Obama sets tone for budget battle over wealth tax

US president Barack Obama said last night his re-election means Americans support his approach for avoiding a looming “fiscal cliff” that threatens a new recession — and that his approach means the country’s wealthiest people will have to pay more in taxes.

Obama sets tone for budget battle over wealth  tax

A White House spokesman later said Obama will veto any bill extending tax cuts for those making more than $250,000 (€195,000) a year.

Obama’s brief public comments were his first since his re-election, and they set the tone for upcoming tense talks with congressional Republicans on avoiding a combination of deep spending cuts and the expiration of Bush-era tax cuts that automatically take effect Jan 1, and total $800bn next year alone.

Republicans want fiscal cliff avoidance tactics to rely on spending cuts, but Obama insists that higher taxes for the wealthy must be part of the solution.

“We can’t just cut our way to prosperity,” said Obama.

He reminded his audience that if no deal is struck with a still-divided Congress, “everybody’s taxes will automatically go up on January 1. Everybody’s. That makes no sense. That would be bad for the economy.”

He also invited Congressional leaders of both parties to the White House next week for talks on how to avoid the fiscal cliff.

Obama had been silent since his victory speech on Wednesday, and leading Republicans have filled the vacuum with promises to stand resolutely against any effort to raise tax rates on the country’s richest people.

Obama’s long-held position is that tax rates on family income over $250,000 should jump back up to Clinton-era levels.

All sides say they want a deal, and that, now the election is over, everyone can show more flexibility than in the heat of the campaign. Congress returns to work on Tuesday and faces about a month and a half of work before the holidays.

But Republicans warn a fight could hurt attempts to compromise in a bitterly divided Capitol and threaten Obama’s second-term agenda.

“Raising tax rates will slow down our ability to create the jobs that everyone says they want,” John Boehner, speaker of the Republican-controlled House of Representatives, said shortly before Obama spoke.

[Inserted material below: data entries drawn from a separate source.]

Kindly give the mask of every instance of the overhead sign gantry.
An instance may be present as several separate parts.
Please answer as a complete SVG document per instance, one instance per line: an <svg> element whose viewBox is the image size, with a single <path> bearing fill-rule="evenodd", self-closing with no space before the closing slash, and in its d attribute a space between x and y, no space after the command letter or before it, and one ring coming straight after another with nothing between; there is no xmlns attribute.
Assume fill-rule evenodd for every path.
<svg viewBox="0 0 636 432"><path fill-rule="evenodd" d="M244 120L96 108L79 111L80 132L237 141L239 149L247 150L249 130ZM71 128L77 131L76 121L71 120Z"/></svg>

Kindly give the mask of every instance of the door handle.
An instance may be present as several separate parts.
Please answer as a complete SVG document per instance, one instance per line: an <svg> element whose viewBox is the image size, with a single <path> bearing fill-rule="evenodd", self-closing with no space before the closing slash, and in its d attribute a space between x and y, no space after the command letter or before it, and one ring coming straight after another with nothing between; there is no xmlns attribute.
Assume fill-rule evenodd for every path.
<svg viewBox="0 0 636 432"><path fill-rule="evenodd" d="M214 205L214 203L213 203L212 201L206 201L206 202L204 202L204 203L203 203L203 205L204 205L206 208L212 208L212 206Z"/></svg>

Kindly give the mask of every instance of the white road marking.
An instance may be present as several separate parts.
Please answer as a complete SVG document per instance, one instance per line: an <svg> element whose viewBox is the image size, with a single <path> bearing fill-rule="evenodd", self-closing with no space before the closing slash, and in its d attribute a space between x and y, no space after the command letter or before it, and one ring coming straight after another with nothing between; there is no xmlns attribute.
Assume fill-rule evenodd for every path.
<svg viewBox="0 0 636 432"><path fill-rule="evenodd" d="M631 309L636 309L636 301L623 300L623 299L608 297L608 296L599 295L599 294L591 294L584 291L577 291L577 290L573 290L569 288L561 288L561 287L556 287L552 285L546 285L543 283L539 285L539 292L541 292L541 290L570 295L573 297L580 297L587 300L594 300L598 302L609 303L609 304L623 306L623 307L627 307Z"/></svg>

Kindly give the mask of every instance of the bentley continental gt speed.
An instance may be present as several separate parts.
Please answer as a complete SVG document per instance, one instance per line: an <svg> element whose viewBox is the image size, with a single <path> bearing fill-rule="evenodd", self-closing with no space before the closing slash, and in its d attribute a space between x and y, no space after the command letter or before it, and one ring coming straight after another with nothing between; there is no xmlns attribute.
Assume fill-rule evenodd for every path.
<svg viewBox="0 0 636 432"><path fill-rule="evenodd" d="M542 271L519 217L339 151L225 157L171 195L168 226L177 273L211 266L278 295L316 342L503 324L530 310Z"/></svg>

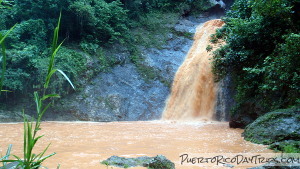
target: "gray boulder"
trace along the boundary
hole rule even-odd
[[[267,113],[245,128],[246,140],[272,144],[285,140],[300,140],[300,109],[285,109]]]
[[[102,161],[101,164],[122,168],[142,166],[148,167],[149,169],[175,169],[175,164],[163,155],[157,155],[156,157],[143,156],[137,158],[111,156],[107,160]]]

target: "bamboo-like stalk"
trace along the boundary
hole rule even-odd
[[[58,23],[56,28],[54,29],[53,34],[53,41],[52,41],[52,50],[51,55],[49,58],[49,65],[48,65],[48,72],[45,78],[44,83],[44,89],[43,94],[40,97],[38,92],[34,92],[34,101],[36,104],[36,112],[37,112],[37,118],[35,120],[29,120],[25,113],[23,112],[24,116],[24,157],[21,159],[18,156],[14,156],[16,160],[2,160],[2,162],[18,162],[17,167],[21,167],[23,169],[38,169],[41,167],[41,164],[44,160],[47,158],[55,155],[56,153],[52,153],[50,155],[44,156],[46,151],[48,150],[50,144],[39,154],[34,154],[33,149],[38,142],[39,139],[43,137],[43,135],[38,136],[37,133],[39,130],[41,130],[40,126],[42,123],[42,117],[46,110],[50,107],[51,103],[48,103],[46,106],[43,105],[43,103],[51,98],[59,98],[60,96],[58,94],[47,94],[47,88],[50,83],[50,79],[52,75],[55,72],[61,73],[64,78],[70,83],[70,85],[75,89],[74,85],[72,84],[71,80],[68,78],[68,76],[60,69],[55,68],[55,56],[60,49],[61,45],[63,44],[63,41],[58,44],[58,33],[59,33],[59,27],[60,27],[60,21],[61,21],[61,14],[59,15]],[[7,36],[7,35],[6,35]]]

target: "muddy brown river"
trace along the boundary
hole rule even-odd
[[[0,150],[4,155],[9,144],[12,153],[22,155],[22,123],[0,124]],[[231,129],[223,122],[45,122],[35,152],[51,143],[48,154],[57,154],[45,161],[52,169],[105,169],[100,164],[112,155],[122,157],[165,155],[176,168],[228,168],[181,165],[180,155],[200,153],[268,153],[266,146],[244,141],[242,129]],[[117,168],[117,167],[109,167]],[[143,167],[140,167],[143,168]],[[235,167],[247,168],[247,167]],[[137,168],[134,168],[137,169]]]

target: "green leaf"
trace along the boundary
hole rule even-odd
[[[53,156],[53,155],[56,154],[56,153],[52,153],[52,154],[50,154],[50,155],[48,155],[46,157],[43,157],[43,155],[46,153],[46,151],[48,150],[48,148],[50,147],[50,145],[51,145],[51,143],[48,144],[48,146],[44,149],[44,151],[38,155],[39,156],[39,158],[37,159],[38,162],[43,162],[45,159],[47,159],[47,158],[49,158],[49,157],[51,157],[51,156]]]
[[[23,161],[23,160],[21,160],[21,158],[20,157],[18,157],[18,156],[16,156],[16,155],[13,155],[17,160],[16,161]]]
[[[2,160],[0,162],[2,162],[2,163],[10,163],[10,162],[16,162],[16,161],[18,161],[18,160]]]
[[[1,37],[0,39],[0,44],[2,44],[5,40],[5,38],[10,34],[10,32],[17,26],[17,24],[15,24],[13,27],[11,27],[4,36]]]
[[[40,114],[41,108],[42,108],[42,103],[41,103],[39,94],[37,92],[34,92],[34,101],[35,101],[35,104],[36,104],[37,114]]]
[[[52,77],[52,75],[56,72],[56,69],[52,69],[48,74],[47,74],[47,77],[46,77],[46,83],[44,84],[44,88],[47,89],[48,86],[49,86],[49,83],[50,83],[50,79]]]
[[[42,116],[44,115],[44,113],[46,112],[46,110],[50,107],[51,103],[49,103],[41,112],[41,114],[39,115],[38,121],[41,121]]]
[[[2,35],[0,34],[0,37]],[[5,39],[4,37],[2,38],[3,40]],[[3,81],[4,81],[4,74],[6,71],[6,48],[5,48],[5,44],[1,43],[1,51],[2,51],[2,73],[1,73],[1,79],[0,79],[0,90],[2,91],[2,86],[3,86]],[[1,92],[0,92],[1,94]]]
[[[12,92],[10,90],[1,90],[1,92]]]
[[[45,161],[47,158],[52,157],[52,156],[54,156],[55,154],[56,154],[56,153],[49,154],[49,155],[47,155],[47,156],[41,158],[39,161],[40,161],[40,162],[43,162],[43,161]]]
[[[53,35],[53,41],[52,41],[52,52],[51,52],[51,57],[50,57],[50,61],[49,61],[49,67],[48,67],[48,74],[47,74],[47,78],[46,78],[46,84],[49,84],[49,80],[48,79],[48,75],[51,73],[51,71],[53,70],[54,67],[54,58],[55,55],[57,53],[57,51],[59,50],[59,48],[61,47],[61,45],[63,44],[63,42],[60,43],[59,46],[57,46],[57,42],[58,42],[58,32],[59,32],[59,25],[60,25],[60,20],[61,20],[61,13],[59,15],[59,19],[57,22],[57,26],[54,29],[54,35]],[[48,87],[48,85],[46,85]]]
[[[75,89],[75,87],[74,87],[73,83],[71,82],[71,80],[69,79],[69,77],[62,70],[57,69],[57,71],[59,73],[61,73],[65,77],[65,79],[70,83],[70,85],[72,86],[72,88]]]
[[[52,98],[52,97],[60,98],[60,95],[58,95],[58,94],[47,94],[47,95],[43,96],[41,98],[41,100],[46,100],[46,99]]]

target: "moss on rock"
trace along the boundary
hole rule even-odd
[[[267,113],[248,125],[243,136],[254,143],[272,144],[273,149],[299,152],[300,108]]]
[[[107,160],[101,162],[106,166],[116,166],[121,168],[129,167],[148,167],[148,169],[174,169],[175,164],[168,160],[163,155],[157,155],[156,157],[137,157],[137,158],[124,158],[118,156],[111,156]]]

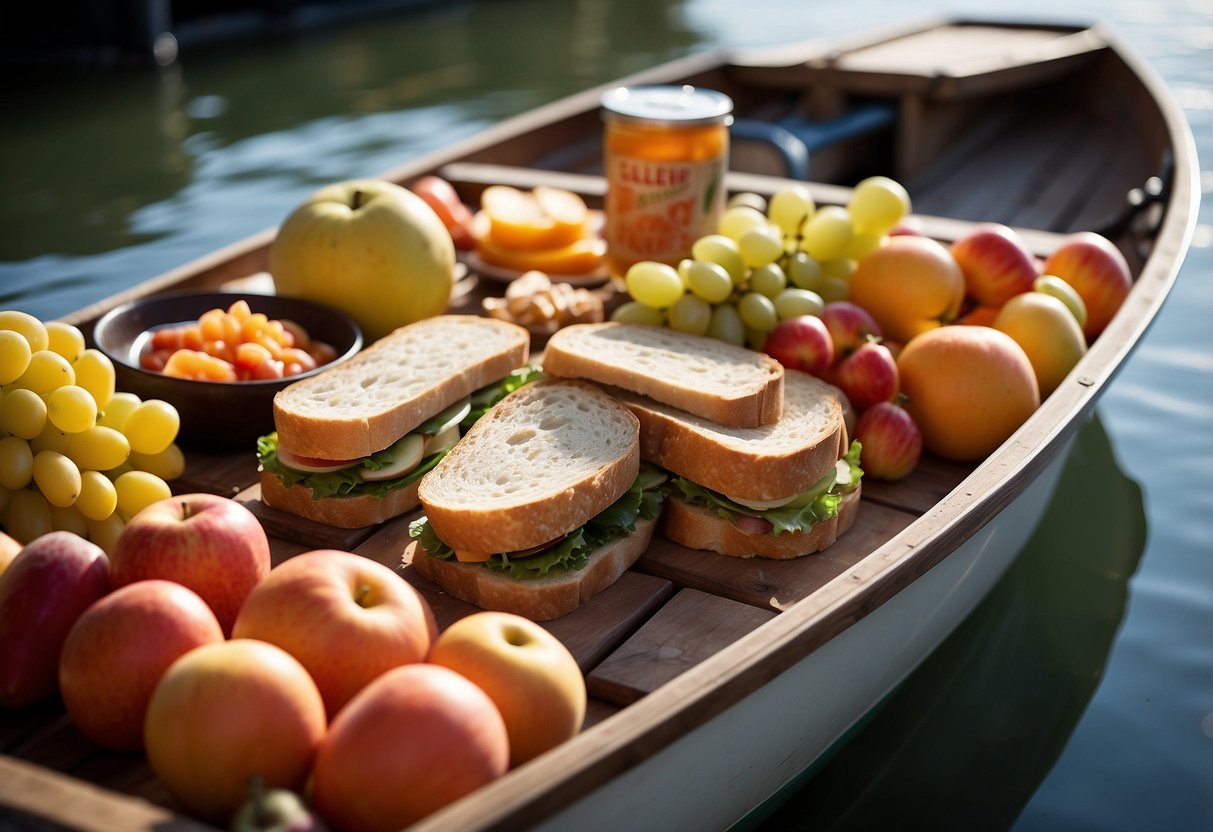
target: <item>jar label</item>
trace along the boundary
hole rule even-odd
[[[723,159],[654,162],[607,154],[606,238],[616,263],[689,257],[724,211]]]

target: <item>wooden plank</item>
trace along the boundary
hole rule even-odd
[[[250,446],[247,453],[220,453],[189,446],[181,450],[185,455],[185,472],[172,483],[178,494],[203,491],[235,497],[257,482],[256,448]]]
[[[780,611],[807,598],[863,560],[915,519],[866,499],[854,527],[824,552],[794,558],[736,558],[687,549],[657,537],[636,568],[678,586]]]
[[[924,454],[909,476],[892,482],[863,478],[864,503],[879,503],[911,514],[925,514],[973,472],[973,466]]]
[[[684,589],[590,673],[586,684],[594,696],[607,701],[635,702],[774,616]]]
[[[270,537],[289,540],[310,549],[341,549],[350,552],[375,532],[374,526],[340,529],[271,508],[261,502],[260,483],[244,489],[235,496],[235,499],[244,504],[245,508],[261,521],[262,527]]]

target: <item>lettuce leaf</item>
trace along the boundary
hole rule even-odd
[[[746,515],[769,522],[773,535],[808,531],[814,523],[837,517],[842,498],[858,487],[863,477],[863,469],[859,467],[860,448],[859,442],[852,442],[847,455],[812,487],[786,506],[765,511],[734,502],[723,494],[684,477],[675,477],[673,486],[682,492],[683,499],[688,503],[704,508],[730,523],[735,523],[738,516]]]
[[[661,511],[665,499],[665,478],[654,476],[649,469],[636,478],[623,496],[598,515],[573,530],[549,549],[525,557],[511,557],[509,552],[493,555],[482,566],[494,572],[505,572],[517,580],[542,578],[566,570],[581,569],[589,562],[590,553],[613,540],[627,537],[636,530],[637,518],[652,520]],[[430,527],[426,518],[409,525],[409,536],[425,548],[430,557],[446,560],[455,552]]]
[[[463,421],[459,423],[460,433],[466,432],[468,428],[476,424],[477,419],[488,413],[489,408],[510,393],[513,393],[524,384],[530,384],[532,381],[538,381],[541,378],[543,378],[543,370],[534,364],[528,364],[525,367],[519,367],[517,370],[514,370],[496,384],[490,384],[488,387],[482,387],[477,390],[471,397],[471,412],[463,417]]]

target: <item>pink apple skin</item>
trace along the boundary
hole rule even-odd
[[[195,647],[223,641],[206,602],[172,581],[139,581],[93,604],[76,621],[59,658],[68,715],[93,742],[143,748],[143,718],[169,665]]]
[[[182,494],[130,519],[110,554],[115,588],[163,578],[206,601],[225,636],[240,605],[270,571],[270,544],[257,517],[216,494]]]
[[[897,480],[909,474],[922,457],[922,431],[904,408],[893,402],[872,405],[855,424],[859,464],[865,476]]]
[[[1106,237],[1092,231],[1066,237],[1041,268],[1044,274],[1056,275],[1073,286],[1087,305],[1083,334],[1088,342],[1103,332],[1133,288],[1124,255]]]
[[[841,360],[859,346],[881,337],[880,324],[862,306],[846,300],[827,303],[821,310],[822,323],[834,342],[834,359]]]
[[[860,414],[897,395],[897,360],[883,344],[861,344],[838,364],[833,375],[834,383]]]
[[[834,363],[834,341],[821,318],[799,315],[775,325],[763,351],[792,370],[820,375]]]
[[[386,671],[424,661],[437,635],[434,613],[412,585],[382,563],[335,549],[275,567],[232,628],[233,638],[268,641],[298,659],[329,719]]]
[[[1005,225],[973,229],[952,243],[952,257],[964,273],[966,293],[979,306],[997,308],[1031,291],[1039,274],[1019,235]]]
[[[101,547],[71,532],[30,541],[0,576],[0,707],[52,695],[72,625],[109,592]]]

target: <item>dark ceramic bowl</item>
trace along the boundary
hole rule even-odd
[[[192,323],[211,309],[227,309],[243,298],[254,312],[286,318],[337,351],[328,364],[300,375],[268,381],[191,381],[139,366],[148,333],[165,326]],[[140,399],[162,399],[181,416],[178,441],[207,448],[245,447],[274,429],[274,394],[300,379],[322,373],[362,348],[362,331],[348,317],[327,306],[298,298],[242,292],[187,292],[156,295],[123,304],[106,313],[93,328],[97,348],[114,362],[117,388]]]

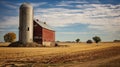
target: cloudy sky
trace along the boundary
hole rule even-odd
[[[54,28],[56,40],[120,39],[120,0],[0,0],[0,41],[7,32],[18,36],[23,2],[34,6],[34,18]]]

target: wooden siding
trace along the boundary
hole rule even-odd
[[[54,42],[55,41],[55,32],[42,28],[42,40],[43,42]]]
[[[39,44],[42,44],[42,27],[36,22],[33,24],[33,40]]]
[[[41,27],[36,22],[33,23],[33,40],[39,44],[43,42],[55,42],[55,31]]]

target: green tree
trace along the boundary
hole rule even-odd
[[[78,42],[80,42],[80,39],[78,38],[78,39],[76,39],[75,41],[78,43]]]
[[[9,32],[4,35],[5,42],[14,42],[16,40],[16,34],[13,32]]]
[[[93,40],[95,41],[95,43],[99,43],[101,41],[101,38],[98,36],[93,37]]]

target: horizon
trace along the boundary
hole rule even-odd
[[[102,42],[120,40],[119,0],[0,0],[0,42],[8,32],[18,40],[19,7],[29,2],[34,18],[56,31],[56,41],[81,42],[99,36]]]

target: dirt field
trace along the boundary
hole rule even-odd
[[[1,67],[120,67],[120,43],[59,43],[61,47],[0,47]],[[4,43],[0,43],[0,46]],[[5,44],[7,45],[7,44]]]

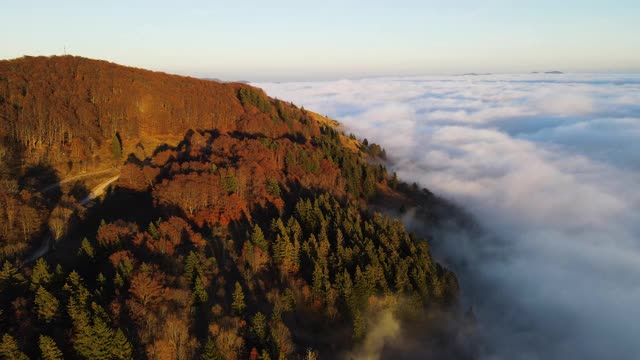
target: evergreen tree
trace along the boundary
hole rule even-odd
[[[0,288],[6,288],[22,282],[24,282],[24,276],[9,260],[6,260],[2,265],[2,270],[0,270]]]
[[[222,188],[227,194],[231,194],[238,191],[238,178],[234,171],[227,169],[220,173],[220,183]]]
[[[264,251],[268,251],[267,240],[264,238],[264,232],[258,224],[253,227],[253,232],[251,233],[251,242]]]
[[[62,269],[62,265],[56,265],[55,278],[58,280],[62,280],[64,278],[64,270]]]
[[[160,234],[158,233],[158,228],[153,223],[153,221],[149,223],[149,226],[147,227],[147,232],[154,239],[158,239],[160,237]]]
[[[322,272],[322,267],[316,262],[313,270],[312,277],[312,292],[316,299],[322,299],[324,291],[323,291],[323,282],[324,274]]]
[[[133,359],[133,348],[131,343],[124,335],[122,330],[118,329],[113,337],[113,357],[118,360]]]
[[[203,304],[206,303],[209,299],[207,288],[200,276],[196,277],[196,280],[193,283],[193,296],[196,298],[196,300]]]
[[[7,360],[29,360],[27,355],[18,348],[16,339],[9,334],[2,336],[2,341],[0,342],[0,357]]]
[[[195,252],[190,251],[184,262],[184,276],[189,284],[193,282],[195,276],[201,273],[201,267],[200,257]]]
[[[251,320],[251,328],[260,343],[264,343],[267,336],[267,318],[261,312],[256,313]]]
[[[122,141],[117,132],[113,133],[113,137],[111,138],[111,155],[113,155],[115,160],[122,158]]]
[[[102,319],[94,316],[92,326],[79,329],[73,347],[86,359],[110,359],[115,352],[113,338],[113,330]]]
[[[267,180],[267,193],[271,196],[280,197],[280,184],[278,184],[278,180],[269,179]]]
[[[93,259],[93,256],[95,255],[95,250],[89,242],[89,239],[87,239],[86,237],[82,239],[82,243],[80,243],[80,250],[78,250],[78,254],[86,255],[90,259]]]
[[[391,177],[391,181],[389,181],[389,187],[391,187],[392,189],[396,189],[398,188],[398,184],[400,183],[400,181],[398,180],[398,174],[396,174],[396,172],[393,172],[393,176]]]
[[[269,355],[269,352],[266,349],[262,350],[262,354],[260,354],[260,356],[262,357],[262,360],[271,360],[271,355]]]
[[[69,274],[63,289],[69,293],[67,313],[73,320],[74,328],[80,329],[89,326],[90,317],[87,311],[87,301],[91,294],[76,271],[72,271]]]
[[[223,357],[218,352],[216,348],[216,343],[213,339],[207,339],[207,343],[204,345],[204,349],[202,349],[202,355],[200,355],[201,360],[222,360]]]
[[[52,338],[46,335],[40,335],[38,343],[40,345],[40,356],[42,357],[42,360],[64,359],[62,351],[60,351],[58,345],[56,345],[56,342]]]
[[[242,286],[240,285],[240,283],[236,281],[231,308],[236,315],[241,316],[244,313],[244,309],[246,307],[247,305],[244,303],[244,291],[242,291]]]
[[[36,292],[35,305],[38,319],[50,322],[58,314],[60,302],[44,287],[40,286]]]
[[[53,275],[49,271],[49,264],[45,259],[39,258],[31,273],[31,289],[35,290],[40,285],[47,285],[52,278]]]

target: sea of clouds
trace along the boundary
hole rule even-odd
[[[640,358],[640,75],[254,85],[383,145],[500,239],[439,249],[492,358]]]

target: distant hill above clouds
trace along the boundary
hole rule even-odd
[[[532,71],[532,74],[549,74],[549,75],[562,75],[564,74],[562,71],[558,71],[558,70],[553,70],[553,71],[545,71],[545,72],[540,72],[540,71]]]

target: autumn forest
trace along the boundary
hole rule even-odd
[[[0,357],[358,358],[386,312],[461,357],[402,199],[437,202],[249,85],[0,61]]]

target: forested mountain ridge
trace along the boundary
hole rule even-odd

Boehner has warned that such a plan might not even pass the Senate, where Democrats hold control.

A lot is at stake, as a new Congressional Budget Office report predicted that the economy would fall into recession if there is a protracted impasse in Washington and the US government falls off the fiscal cliff for the entire year.

Meanwhile, David Petraeus has resigned as the director of US intelligence agency the CIA after admitting he had an extra-marital affair.

According to his letter of resignation, Petraeus asked Obama to allow him to resign on Thursday, and yesterday the president accepted.

Petraeus said he had shown “extremely poor judgment” in his affair.

He has been married for 37 years to Holly Petraeus, whom he met when he was a cadet at the US Military Academy at West Point, New York state.

The retired four-star general led the military campaigns in Iraq and Afghanistan, then took the helm of the Central Intelligence Agency in Sep 2011.

Leader’s tears

In the most candid scenes ever captured of Barack Obama on camera, the normally composed US president welled up as he told young campaign workers of his pride in them.

Obama’s campaign team distributed a video of the president’s emotional tribute to his team at his Chicago headquarters the day before, hours after he won re-election to a second term.

“What you guys have done means the work that I am doing is important. I am really proud of that. I am really proud of all of you,” Obama said around three minutes in before pausing as tears welled up and dampened his cheek.

“I am absolutely confident that all of you are going to do just amazing things in your lives,” Obama said, standing alone at a microphone with a poster of his slogan “Forward!” behind him on the wall.